Here’s the Dickson allegations:
Electors in a number of Electoral Districts (ED) in Canada received telephone calls from a live or recorded caller(s). In some cases the caller purported to be calling as an official of Elections Canada. The content of the messages was to inform the elector that his or her polling station had been changed to another location, typically a further distance from the elector’s place of residence…
A number of electors received annoying, harassing and/or inconvenient telephone calls. The callers claimed to represent particular federal political parties, but because of the content, tone and/or time of day the calls were received (often early morning or late evening/night) and/or the frequency of the calls, the calls were intended to induce… or refrain from voting for a particular candidate.
That’s from the Shaw warrant. Another one went to Rogers, and a second investigator, Andre Thouin, filed papers for Videotron.
The fact that Elections Canada is only now sitting down to get the phone number from which these alleged misdirection calls originated is not encouraging. That means they’re at least a full year behind the Guelph robocall investigation, and that one was already so delayed that some key evidence had been erased in the normal course of purging records by various service providers, none of whom, I must emphasize, were implicated in any way in the investigation other than being the unlucky contractor selected by the crooks.

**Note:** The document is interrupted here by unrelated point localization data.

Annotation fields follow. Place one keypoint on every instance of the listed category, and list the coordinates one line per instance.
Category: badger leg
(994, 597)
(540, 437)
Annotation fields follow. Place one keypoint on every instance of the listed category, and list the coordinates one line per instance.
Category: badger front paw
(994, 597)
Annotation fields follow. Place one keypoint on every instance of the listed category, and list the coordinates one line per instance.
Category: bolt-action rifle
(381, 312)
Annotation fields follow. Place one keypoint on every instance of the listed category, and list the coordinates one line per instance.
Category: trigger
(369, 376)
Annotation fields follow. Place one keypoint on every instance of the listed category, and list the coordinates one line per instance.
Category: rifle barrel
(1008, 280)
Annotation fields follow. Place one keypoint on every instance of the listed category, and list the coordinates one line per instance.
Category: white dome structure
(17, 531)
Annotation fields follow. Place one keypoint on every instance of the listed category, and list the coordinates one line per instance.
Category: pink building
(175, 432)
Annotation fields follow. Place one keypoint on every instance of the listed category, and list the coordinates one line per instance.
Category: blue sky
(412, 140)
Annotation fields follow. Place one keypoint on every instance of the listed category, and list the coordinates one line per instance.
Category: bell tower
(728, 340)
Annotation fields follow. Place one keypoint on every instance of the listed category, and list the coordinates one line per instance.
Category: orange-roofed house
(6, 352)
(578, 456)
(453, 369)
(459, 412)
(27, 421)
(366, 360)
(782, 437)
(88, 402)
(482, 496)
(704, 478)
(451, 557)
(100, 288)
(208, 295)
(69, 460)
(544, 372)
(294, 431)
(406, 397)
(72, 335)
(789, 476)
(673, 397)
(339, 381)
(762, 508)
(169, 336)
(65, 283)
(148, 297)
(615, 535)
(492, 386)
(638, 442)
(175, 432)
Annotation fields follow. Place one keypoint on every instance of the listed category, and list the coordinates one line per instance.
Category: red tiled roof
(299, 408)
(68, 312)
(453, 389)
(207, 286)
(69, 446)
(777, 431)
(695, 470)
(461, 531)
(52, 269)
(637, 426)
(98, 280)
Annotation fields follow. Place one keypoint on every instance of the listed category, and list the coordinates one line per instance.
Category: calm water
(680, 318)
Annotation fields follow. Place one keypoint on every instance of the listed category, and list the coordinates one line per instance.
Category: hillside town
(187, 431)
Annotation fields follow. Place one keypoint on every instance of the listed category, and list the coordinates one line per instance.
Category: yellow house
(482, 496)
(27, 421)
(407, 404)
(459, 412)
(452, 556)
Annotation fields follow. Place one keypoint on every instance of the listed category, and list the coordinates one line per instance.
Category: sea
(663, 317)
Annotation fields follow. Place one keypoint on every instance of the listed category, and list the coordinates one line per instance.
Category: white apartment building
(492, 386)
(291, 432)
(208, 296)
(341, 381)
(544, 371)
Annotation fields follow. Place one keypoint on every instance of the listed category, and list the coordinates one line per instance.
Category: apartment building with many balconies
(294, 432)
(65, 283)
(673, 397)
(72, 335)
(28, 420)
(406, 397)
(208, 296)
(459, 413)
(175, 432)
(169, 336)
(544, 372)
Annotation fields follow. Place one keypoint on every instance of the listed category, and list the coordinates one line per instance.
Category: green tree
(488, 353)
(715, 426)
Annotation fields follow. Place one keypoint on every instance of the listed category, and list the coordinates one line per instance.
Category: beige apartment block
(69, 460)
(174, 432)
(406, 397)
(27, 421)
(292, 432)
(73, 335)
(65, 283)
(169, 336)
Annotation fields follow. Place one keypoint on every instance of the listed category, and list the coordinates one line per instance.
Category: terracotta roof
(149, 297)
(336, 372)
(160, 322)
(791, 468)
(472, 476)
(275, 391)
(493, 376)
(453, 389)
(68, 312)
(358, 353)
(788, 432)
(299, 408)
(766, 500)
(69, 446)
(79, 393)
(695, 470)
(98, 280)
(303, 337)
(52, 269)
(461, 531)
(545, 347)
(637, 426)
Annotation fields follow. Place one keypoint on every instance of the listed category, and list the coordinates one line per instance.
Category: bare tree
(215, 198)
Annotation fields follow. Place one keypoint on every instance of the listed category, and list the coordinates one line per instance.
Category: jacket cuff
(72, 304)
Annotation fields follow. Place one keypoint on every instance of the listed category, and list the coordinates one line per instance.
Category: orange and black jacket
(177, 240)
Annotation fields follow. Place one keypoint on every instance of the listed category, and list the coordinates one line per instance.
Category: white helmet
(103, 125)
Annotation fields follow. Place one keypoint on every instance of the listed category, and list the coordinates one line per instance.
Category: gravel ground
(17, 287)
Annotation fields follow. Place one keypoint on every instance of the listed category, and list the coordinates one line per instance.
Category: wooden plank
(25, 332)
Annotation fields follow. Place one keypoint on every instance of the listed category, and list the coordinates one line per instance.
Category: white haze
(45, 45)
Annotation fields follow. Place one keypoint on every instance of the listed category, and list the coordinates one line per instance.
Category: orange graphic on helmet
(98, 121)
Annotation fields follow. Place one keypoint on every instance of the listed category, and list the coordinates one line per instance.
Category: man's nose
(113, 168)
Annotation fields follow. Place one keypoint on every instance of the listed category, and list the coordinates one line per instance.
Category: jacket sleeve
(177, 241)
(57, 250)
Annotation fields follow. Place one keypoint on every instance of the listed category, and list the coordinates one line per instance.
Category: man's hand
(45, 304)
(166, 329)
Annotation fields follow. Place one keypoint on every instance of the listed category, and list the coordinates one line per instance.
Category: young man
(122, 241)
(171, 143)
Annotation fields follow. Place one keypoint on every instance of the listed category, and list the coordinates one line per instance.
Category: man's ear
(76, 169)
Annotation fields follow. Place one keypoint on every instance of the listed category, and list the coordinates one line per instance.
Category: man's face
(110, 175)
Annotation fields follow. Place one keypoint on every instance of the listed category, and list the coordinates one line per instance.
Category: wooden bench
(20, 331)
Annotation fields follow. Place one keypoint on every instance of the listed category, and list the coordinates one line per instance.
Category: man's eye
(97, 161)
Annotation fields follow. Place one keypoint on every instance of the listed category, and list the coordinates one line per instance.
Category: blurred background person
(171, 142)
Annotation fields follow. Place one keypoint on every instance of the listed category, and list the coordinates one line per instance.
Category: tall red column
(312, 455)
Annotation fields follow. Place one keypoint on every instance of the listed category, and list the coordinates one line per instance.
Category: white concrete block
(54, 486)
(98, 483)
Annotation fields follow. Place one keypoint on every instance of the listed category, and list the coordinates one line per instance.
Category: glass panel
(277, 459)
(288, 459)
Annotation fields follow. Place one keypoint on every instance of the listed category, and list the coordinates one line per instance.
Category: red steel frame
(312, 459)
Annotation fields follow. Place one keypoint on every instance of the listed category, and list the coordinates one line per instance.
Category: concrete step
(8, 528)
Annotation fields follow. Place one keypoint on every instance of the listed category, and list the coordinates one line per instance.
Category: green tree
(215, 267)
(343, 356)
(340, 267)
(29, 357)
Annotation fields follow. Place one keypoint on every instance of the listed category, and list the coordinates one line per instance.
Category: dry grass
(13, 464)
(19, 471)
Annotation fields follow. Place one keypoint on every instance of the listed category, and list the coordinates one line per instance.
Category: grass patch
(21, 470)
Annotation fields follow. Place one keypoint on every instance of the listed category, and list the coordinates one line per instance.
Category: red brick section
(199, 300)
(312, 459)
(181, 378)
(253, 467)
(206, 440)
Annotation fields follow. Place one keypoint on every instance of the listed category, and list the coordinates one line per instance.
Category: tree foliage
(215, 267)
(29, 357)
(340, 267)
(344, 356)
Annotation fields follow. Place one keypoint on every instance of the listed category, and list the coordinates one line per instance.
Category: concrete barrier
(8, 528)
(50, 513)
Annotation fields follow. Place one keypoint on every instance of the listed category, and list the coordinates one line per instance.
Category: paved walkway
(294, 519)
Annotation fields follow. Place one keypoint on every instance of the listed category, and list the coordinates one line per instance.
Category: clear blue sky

It is, however, fresh fuel for my new Poutine Project, an under-construction summary of electoral misdeeds. Over the next week or so, I will be combing through the new material and making a new list of affected ridings. Actually several lists: one for harassment calls, one for “Elections Canada” vote misdirection calls, one for “Conservative” vote misdirection calls, and one for unidentified vote misdirection calls. British Columbian ridings are going to be posted first, because they’re the first ones listed in the warrant. In British Columbia, according to Elections Canada, 20 ridings were affected by a range of crimes ranging from robocalls from Elections Canada to live calls supposedly from all political parties.